CTLA-4 polymorphisms have been widely examined for their associations with AITD. In this study, we analyzed the 49A/G CTLA-4 polymorphism in a sample of Lebanese patients as well. Our findings reveal no association between CTLA-4 and the discussed AITDs. Also, no difference was found in the distribution of the A and G alleles, nor did the AA, AG, or GG genotypes differ between patients and controls (Table 2 in the “Appendix”). Our findings in this respect are similar to that reported on studies done on small samples of Tunisian and Japanese populations (Maalej et al. 2001; Sakai et al. 2001). In the available literature, studies on the polymorphism of CTLA4 exon1 A49G have shown conflicting results. Indeed, some studies disagree with our findings and suggest significant associations with GD and HT for both 49A/G and CT60G/A (Chistiakov and Turakulov 2003; Kavvoura et al. 2007; Furugaki et al. 2004) while others suggest that CTLA4 leads to the production of thyroid autoantibodies but it does not contribute to AITD (Tomer et al. 2001).

Few years back, an association between 49A/G CTLA-4 polymorphism and a small group of Lebanese patients with GD was reported. The authors investigated the polymorphism in 34 patients and in 38 healthy controls and concluded that the G allele was associated with the disease (Nakkash-Chmaisse et al. 2004). As compared to our study, the sample size was much smaller.

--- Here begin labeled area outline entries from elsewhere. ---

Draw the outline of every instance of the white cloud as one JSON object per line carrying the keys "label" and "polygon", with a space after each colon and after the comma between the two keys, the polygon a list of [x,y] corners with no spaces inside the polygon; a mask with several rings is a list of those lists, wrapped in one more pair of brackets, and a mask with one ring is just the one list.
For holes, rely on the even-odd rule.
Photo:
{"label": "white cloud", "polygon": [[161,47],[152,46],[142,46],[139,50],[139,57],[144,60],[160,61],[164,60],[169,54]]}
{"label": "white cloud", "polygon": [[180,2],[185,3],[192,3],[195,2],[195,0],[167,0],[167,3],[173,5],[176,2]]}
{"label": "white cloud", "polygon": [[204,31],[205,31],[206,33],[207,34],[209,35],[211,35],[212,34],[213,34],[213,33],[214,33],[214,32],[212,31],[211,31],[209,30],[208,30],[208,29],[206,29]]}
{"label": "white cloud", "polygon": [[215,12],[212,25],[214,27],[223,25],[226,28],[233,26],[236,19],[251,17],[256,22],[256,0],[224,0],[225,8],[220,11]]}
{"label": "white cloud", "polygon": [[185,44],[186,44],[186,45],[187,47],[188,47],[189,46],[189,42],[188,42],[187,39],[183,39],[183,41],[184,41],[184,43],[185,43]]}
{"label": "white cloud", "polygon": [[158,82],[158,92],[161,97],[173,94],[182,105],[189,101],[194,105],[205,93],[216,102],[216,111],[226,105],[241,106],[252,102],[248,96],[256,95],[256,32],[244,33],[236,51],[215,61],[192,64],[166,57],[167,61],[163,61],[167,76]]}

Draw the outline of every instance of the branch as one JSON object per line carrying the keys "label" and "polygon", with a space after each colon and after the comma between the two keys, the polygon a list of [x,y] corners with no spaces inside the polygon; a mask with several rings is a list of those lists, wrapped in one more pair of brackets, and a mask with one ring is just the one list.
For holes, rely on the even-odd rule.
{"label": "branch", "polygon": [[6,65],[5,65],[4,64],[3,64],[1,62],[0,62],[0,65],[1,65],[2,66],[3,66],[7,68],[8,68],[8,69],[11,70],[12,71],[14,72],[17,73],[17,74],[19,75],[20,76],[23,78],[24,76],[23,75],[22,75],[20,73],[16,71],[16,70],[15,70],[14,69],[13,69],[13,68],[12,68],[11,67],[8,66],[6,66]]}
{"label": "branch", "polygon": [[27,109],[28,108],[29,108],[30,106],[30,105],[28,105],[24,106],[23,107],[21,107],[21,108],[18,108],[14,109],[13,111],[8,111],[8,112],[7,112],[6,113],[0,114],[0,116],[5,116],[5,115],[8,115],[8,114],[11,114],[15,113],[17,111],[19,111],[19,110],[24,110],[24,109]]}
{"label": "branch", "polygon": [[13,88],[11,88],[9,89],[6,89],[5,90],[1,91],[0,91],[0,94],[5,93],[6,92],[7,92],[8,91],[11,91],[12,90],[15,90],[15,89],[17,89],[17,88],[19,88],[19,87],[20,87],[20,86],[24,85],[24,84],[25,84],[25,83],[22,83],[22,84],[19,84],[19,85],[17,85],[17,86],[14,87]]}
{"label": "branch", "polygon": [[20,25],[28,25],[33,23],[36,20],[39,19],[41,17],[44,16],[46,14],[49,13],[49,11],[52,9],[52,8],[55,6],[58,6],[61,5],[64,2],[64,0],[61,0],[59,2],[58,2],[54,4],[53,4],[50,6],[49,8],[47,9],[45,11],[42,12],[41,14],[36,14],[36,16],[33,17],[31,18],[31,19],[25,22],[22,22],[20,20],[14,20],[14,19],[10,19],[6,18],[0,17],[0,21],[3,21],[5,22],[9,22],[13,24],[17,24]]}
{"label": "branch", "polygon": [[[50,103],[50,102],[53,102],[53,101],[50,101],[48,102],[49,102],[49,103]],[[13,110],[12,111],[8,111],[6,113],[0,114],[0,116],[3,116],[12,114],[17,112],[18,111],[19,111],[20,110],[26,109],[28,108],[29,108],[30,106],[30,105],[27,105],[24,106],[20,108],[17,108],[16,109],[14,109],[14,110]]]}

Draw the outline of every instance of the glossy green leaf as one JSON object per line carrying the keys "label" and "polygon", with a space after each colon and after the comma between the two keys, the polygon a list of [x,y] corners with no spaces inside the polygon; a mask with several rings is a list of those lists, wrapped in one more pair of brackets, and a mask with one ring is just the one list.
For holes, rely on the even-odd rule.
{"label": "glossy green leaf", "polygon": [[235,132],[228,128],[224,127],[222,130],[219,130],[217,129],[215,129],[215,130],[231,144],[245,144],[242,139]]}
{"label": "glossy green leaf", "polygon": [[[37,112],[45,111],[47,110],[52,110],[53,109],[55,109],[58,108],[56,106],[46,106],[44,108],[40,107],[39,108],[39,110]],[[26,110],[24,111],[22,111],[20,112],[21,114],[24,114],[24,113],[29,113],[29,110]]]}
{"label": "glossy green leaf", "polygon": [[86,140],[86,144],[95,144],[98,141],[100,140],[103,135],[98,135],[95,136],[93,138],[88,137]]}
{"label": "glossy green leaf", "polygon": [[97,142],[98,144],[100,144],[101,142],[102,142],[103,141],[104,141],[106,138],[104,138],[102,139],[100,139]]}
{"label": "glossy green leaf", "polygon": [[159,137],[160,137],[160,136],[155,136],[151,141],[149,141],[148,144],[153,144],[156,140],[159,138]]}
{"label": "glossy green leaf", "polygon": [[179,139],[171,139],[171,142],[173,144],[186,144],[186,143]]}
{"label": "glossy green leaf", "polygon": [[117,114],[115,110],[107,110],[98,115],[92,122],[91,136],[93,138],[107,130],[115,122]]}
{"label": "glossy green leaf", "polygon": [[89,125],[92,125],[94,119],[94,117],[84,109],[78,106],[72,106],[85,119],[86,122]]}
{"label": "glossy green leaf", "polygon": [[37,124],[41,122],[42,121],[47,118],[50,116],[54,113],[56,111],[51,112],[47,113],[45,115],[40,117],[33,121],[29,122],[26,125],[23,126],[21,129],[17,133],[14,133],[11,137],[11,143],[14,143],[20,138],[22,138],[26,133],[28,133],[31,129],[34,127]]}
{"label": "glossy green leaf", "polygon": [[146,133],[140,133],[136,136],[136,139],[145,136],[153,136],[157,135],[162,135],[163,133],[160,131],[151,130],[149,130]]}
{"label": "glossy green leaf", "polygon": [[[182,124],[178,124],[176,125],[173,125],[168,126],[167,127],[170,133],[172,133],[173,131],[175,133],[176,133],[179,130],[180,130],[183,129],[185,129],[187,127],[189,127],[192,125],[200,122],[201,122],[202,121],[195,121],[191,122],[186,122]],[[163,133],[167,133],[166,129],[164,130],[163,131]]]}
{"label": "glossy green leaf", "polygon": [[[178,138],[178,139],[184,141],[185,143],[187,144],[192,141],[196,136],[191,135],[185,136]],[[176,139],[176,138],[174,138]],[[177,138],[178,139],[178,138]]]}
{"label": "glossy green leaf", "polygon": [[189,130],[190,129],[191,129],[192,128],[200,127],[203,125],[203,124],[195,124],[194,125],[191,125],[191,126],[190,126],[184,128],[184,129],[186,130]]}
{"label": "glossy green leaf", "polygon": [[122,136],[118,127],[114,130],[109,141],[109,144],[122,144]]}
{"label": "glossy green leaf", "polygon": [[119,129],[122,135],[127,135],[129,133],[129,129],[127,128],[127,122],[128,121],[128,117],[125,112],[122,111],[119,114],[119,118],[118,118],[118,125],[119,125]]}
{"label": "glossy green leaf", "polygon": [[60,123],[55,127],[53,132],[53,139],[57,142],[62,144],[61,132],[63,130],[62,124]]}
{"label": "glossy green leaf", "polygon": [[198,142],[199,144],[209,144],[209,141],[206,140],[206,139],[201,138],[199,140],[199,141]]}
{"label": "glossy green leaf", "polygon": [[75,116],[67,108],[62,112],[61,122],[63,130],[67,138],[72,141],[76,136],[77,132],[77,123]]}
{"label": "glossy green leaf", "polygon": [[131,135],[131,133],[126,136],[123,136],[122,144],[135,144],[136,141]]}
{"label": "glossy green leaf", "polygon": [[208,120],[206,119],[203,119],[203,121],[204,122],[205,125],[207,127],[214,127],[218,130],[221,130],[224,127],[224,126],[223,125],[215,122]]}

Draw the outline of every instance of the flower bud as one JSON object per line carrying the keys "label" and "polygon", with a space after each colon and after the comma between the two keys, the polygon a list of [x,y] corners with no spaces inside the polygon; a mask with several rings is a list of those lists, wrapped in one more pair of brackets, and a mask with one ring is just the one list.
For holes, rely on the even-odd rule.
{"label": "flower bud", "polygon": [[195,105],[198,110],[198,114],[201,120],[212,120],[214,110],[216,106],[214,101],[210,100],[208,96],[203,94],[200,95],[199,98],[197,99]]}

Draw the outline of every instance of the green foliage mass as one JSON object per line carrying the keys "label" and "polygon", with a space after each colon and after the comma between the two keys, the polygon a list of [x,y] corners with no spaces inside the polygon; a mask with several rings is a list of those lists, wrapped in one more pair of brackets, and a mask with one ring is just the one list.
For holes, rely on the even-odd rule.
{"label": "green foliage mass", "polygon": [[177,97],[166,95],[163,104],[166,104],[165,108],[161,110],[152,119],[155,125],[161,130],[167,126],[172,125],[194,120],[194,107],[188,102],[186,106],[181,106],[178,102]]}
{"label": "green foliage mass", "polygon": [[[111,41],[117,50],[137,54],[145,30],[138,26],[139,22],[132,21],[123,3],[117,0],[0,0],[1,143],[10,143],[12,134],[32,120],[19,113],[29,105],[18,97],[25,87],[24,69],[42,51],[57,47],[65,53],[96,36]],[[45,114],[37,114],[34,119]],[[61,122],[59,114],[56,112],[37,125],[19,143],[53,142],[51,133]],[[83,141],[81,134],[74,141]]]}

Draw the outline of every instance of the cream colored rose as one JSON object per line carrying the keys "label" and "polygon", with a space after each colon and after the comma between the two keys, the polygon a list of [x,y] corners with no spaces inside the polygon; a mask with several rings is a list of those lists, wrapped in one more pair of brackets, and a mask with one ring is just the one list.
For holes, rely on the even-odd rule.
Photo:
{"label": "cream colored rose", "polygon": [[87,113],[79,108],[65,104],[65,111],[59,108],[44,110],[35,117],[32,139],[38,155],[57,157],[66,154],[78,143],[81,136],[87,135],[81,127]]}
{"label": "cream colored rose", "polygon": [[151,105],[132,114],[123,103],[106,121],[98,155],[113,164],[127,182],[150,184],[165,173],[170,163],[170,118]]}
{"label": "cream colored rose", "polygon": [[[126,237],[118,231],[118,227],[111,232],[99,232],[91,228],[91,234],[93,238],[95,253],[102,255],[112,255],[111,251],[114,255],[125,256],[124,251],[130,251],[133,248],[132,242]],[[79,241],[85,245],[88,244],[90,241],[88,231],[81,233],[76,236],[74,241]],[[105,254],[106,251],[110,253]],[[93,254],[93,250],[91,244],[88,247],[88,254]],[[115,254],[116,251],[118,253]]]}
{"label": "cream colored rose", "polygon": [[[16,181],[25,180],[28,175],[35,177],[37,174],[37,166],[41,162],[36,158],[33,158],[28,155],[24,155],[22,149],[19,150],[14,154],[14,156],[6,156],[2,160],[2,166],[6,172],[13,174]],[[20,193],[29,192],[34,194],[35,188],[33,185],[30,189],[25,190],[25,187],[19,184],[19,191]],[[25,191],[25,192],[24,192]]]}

Moreover, the 95% confidence interval for the odds ratio for the association between the G allele frequency and GD had a lower limit of 1.0, which indicates a weak association.

In conclusion, our results suggest that the haplotypes DQB1*0302-DQA1*0501 and DQB1*0302-DQA1*0301 may play a role in the pathogenesis of HT in the Lebanese population. On the other hand, weak association was found between HLA DQB1*0302, DQA1*0501, and DQA1*0301 alleles and AITD whereas no significant difference was found between patients and controls regarding the 49A/G CTLA-4 polymorphism.

AITDs are the most common autoimmune disorders in which studies are slowly progressing toward the identification of their susceptibility genes. This hopefully will help us fully understand the underlying mechanism which in turn will light the way for some new therapeutic interventions.